CIP’s Genebank Backups Provide More Layers of Food Security

“These collections are irreplaceable,” says David Ellis, head of the Lima facility. “You don’t want to have all your eggs in one basket.”

To spread out those “eggs,” CIP backs up “copies” of its 11,000 living plants – representing potato, sweetpotato and nine assorted Andean roots and tubers – to sites in Colombia, Peru, Norway and other places.

The backup process provides an additional measure of protection against threats to global food supplies, which can range from climate change to man-made conflict to natural disaster – threats that are real to many populations now and will be in the future.

CIP’s genebank is clonal, a rarity among sites storing plant material, in that it primarily stores plants rather than seeds. “These are living plants you have to care for on a regular basis,” Ellis says. Methods of collecting, storing and maintaining these specimens vary from those used in seed banks.

“Mother Nature did a wonderful job when she developed the seed, because there, in a little package, you have something that when dried down and stored properly can last in some cases for hundreds of years,” Ellis says. (CIP does store and back up some seeds.)

Several international treaties guide the ways and means their signatory countries collect, store, back up and share specimens, he explains.
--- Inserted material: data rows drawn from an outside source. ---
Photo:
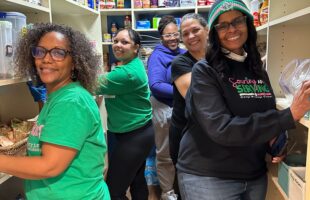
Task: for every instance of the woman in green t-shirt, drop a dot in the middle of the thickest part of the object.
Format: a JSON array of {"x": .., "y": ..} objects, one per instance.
[
  {"x": 66, "y": 147},
  {"x": 130, "y": 134}
]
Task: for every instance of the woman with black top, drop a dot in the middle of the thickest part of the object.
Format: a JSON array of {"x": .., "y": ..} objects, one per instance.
[
  {"x": 194, "y": 34},
  {"x": 232, "y": 113}
]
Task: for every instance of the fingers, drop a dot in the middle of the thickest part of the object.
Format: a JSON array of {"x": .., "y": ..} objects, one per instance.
[
  {"x": 301, "y": 101},
  {"x": 277, "y": 159}
]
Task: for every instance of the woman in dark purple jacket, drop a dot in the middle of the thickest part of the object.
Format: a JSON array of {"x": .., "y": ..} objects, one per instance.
[{"x": 159, "y": 73}]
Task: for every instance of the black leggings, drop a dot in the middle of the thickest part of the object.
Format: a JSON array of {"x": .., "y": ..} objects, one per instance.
[{"x": 127, "y": 154}]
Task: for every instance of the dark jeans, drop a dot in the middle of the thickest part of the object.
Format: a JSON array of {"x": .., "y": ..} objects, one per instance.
[
  {"x": 127, "y": 155},
  {"x": 193, "y": 187},
  {"x": 175, "y": 136}
]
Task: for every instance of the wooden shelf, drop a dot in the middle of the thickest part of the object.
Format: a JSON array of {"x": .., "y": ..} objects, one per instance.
[
  {"x": 72, "y": 8},
  {"x": 262, "y": 30},
  {"x": 300, "y": 17},
  {"x": 276, "y": 183},
  {"x": 169, "y": 10},
  {"x": 282, "y": 104},
  {"x": 4, "y": 82},
  {"x": 115, "y": 12},
  {"x": 22, "y": 6}
]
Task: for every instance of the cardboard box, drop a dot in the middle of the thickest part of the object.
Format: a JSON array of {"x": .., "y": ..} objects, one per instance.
[
  {"x": 296, "y": 184},
  {"x": 290, "y": 163}
]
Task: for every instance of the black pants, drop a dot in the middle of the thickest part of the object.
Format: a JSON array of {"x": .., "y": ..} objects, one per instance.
[{"x": 127, "y": 155}]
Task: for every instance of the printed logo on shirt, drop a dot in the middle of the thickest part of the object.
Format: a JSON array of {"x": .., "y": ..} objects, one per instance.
[{"x": 251, "y": 88}]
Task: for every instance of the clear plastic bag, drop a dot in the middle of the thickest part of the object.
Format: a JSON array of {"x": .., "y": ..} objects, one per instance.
[{"x": 294, "y": 73}]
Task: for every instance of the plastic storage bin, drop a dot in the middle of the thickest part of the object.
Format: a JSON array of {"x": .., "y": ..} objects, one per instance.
[
  {"x": 18, "y": 21},
  {"x": 6, "y": 50},
  {"x": 290, "y": 163}
]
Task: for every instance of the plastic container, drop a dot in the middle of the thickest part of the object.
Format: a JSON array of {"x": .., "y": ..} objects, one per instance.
[
  {"x": 254, "y": 7},
  {"x": 292, "y": 77},
  {"x": 297, "y": 184},
  {"x": 6, "y": 50},
  {"x": 18, "y": 21},
  {"x": 143, "y": 24},
  {"x": 290, "y": 163},
  {"x": 264, "y": 13}
]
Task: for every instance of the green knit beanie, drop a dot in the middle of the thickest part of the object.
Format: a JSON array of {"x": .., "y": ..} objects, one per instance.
[{"x": 222, "y": 6}]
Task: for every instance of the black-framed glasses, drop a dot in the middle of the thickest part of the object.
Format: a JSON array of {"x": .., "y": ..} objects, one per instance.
[
  {"x": 57, "y": 54},
  {"x": 238, "y": 22},
  {"x": 170, "y": 35}
]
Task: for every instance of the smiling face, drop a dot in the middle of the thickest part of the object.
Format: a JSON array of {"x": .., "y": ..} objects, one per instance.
[
  {"x": 54, "y": 74},
  {"x": 234, "y": 38},
  {"x": 194, "y": 35},
  {"x": 124, "y": 48},
  {"x": 170, "y": 37}
]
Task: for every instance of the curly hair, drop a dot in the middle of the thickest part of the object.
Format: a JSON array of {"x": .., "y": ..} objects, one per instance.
[
  {"x": 215, "y": 56},
  {"x": 164, "y": 21},
  {"x": 195, "y": 16},
  {"x": 85, "y": 60}
]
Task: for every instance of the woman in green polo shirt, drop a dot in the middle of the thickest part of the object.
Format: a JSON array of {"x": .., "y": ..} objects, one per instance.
[
  {"x": 66, "y": 146},
  {"x": 129, "y": 111}
]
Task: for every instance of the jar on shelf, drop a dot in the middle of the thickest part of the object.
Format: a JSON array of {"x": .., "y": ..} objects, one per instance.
[
  {"x": 113, "y": 29},
  {"x": 138, "y": 3},
  {"x": 127, "y": 22},
  {"x": 146, "y": 3},
  {"x": 120, "y": 4}
]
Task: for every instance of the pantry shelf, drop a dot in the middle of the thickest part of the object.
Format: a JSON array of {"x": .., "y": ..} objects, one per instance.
[
  {"x": 72, "y": 8},
  {"x": 115, "y": 12},
  {"x": 22, "y": 6}
]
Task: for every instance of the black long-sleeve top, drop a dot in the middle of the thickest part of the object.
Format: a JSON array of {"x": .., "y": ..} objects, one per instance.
[{"x": 231, "y": 120}]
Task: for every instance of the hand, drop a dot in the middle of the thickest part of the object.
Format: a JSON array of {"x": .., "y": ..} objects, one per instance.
[
  {"x": 38, "y": 92},
  {"x": 277, "y": 159},
  {"x": 301, "y": 101}
]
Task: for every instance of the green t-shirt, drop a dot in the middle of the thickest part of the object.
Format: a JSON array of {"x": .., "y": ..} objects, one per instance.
[
  {"x": 128, "y": 105},
  {"x": 70, "y": 118}
]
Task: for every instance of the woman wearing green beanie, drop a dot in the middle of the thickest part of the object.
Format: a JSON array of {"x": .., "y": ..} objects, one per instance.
[{"x": 232, "y": 114}]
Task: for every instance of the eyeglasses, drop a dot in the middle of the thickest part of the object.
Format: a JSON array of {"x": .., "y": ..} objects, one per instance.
[
  {"x": 238, "y": 22},
  {"x": 170, "y": 35},
  {"x": 193, "y": 31},
  {"x": 57, "y": 54}
]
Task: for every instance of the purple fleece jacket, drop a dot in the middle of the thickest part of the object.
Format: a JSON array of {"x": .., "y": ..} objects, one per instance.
[{"x": 159, "y": 73}]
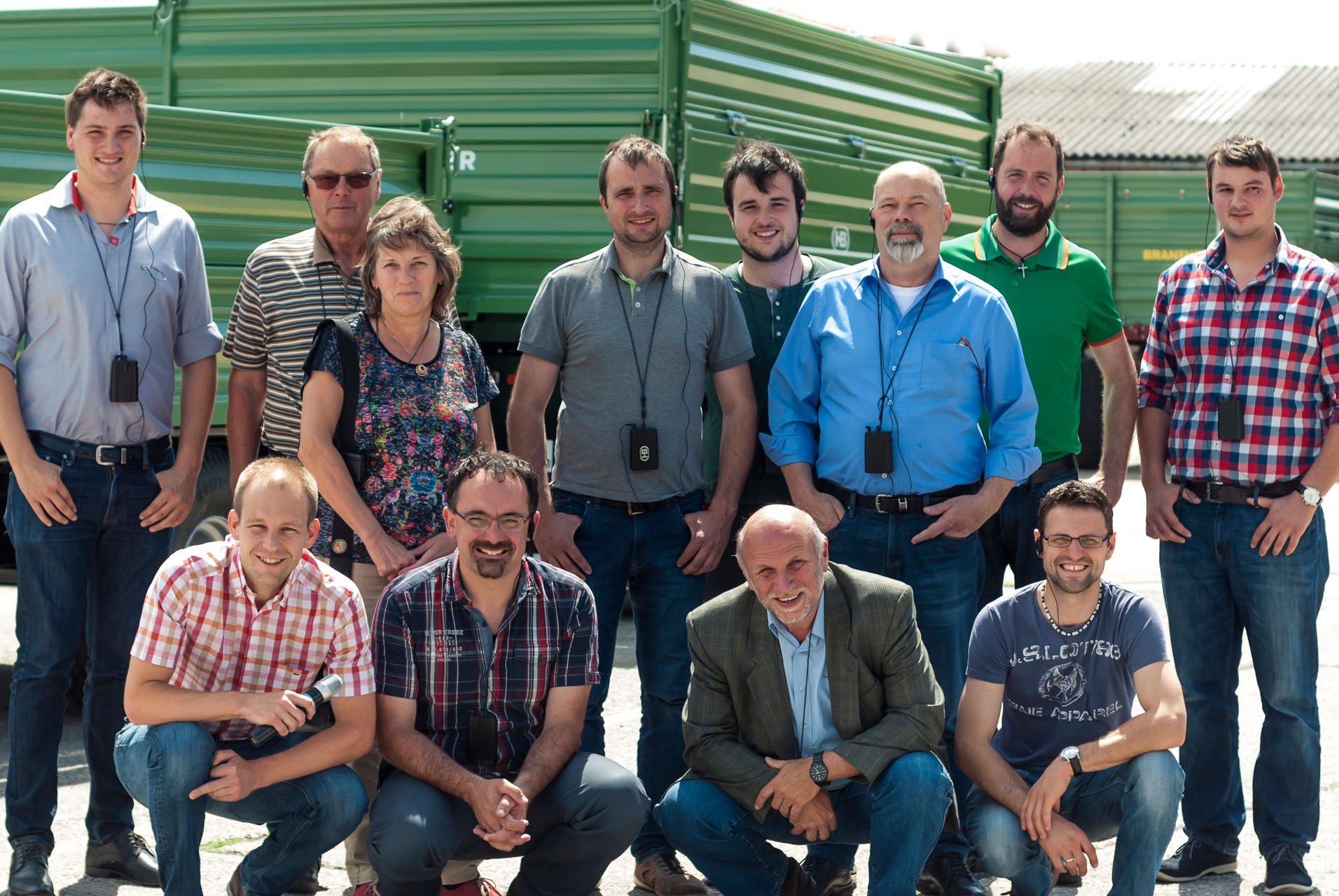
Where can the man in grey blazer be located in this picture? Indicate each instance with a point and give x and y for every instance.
(812, 714)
They include the Convention on Biological Diversity, which 150 world leaders signed in 1992 at the Rio Earth Summit, and the International Treaty for Plant Genetic Resources for Food and Agriculture, which guides how 65 specific crops will be exchanged among countries when used for food, but not for medicinal purposes.

As geographical borders shift due to political factors, and in response to the world’s droughts, floods, earthquakes and monsoons, methods used to collect germplasm must necessarily adapt, Ellis says. “Collecting just doesn’t happen these days the way it used to.” Countries’ shifting budgetary priorities also shape collection practices.

All of which arguably renders existing seed stock that much more precious, Ellis contends.

One of CIP’s backup sites for its seeds is the world’s chief global seed bank, the Svalbard Global Seed Vault, located in the mountains outside Oslo, Norway. A couple of times a year, it opens to accept duplicates of seeds from around the world. “It’s the last resort.” says Ellis.

David Ellis, head of CIP's Genebank, Lima facility
David Ellis, head of CIP’s Genebank, Lima facility

Many similar relationships exist among organizations like CIP and between countries all with an eye toward securing seeds and seedlings for generations to come, Ellis says.

“It’s about goodwill and good collaboration,” he explains. “This is something we do for each other because we all need it.”